Our bond seems to have deepened over the past year. <3 It may seem hard to believe, but I actually had trouble feeling a special bond with Dixie for the first several months of having her. I really truly loved her, but just didn't feel it. You know what I mean? It's kind of hard to explain.
I didn't start feeling something with her until she was about 9 months. And it grew from there, but 2013 just felt special. <3



CAROLINA MOM said:


> Great Video-I just love your Dixie!
> 
> You have done a fantastic job training her.





Wendy427 said:


> Excellent video. Dixie is such a sweetheart!

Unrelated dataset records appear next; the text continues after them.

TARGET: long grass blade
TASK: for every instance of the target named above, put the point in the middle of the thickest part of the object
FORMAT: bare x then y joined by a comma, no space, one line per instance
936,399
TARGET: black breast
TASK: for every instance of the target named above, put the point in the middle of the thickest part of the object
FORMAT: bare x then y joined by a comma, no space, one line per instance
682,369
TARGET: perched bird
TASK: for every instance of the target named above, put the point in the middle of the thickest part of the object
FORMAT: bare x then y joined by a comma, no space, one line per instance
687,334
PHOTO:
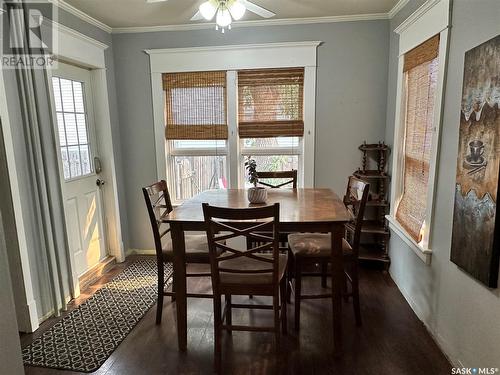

Thank you both very much!! :wave:


----------



## alphadude (Jan 15, 2010)

1995yope said:


> Thanks, alphadude!
> Our bond seems to have deepened over the past year. <3 It may seem hard to believe, but I actually had trouble feeling a special bond with Dixie for the first several months of having her. I really truly loved her, but just didn't feel it. You know what I mean? It's kind of hard to explain.
> I didn't start feeling something with her until she was about 9 months. And it grew from there, but 2013 just felt special. <3


I hear that. Ax and I got off to a rocky start too once upon a time but now we're best buds.


----------



## Stephan (May 23, 2011)

I like the video! Thank you!


----------



## swishywagga (Nov 13, 2012)

I don't know how I managed to get to Easter and not see your video!, wonderful footage of Dixie as always x


----------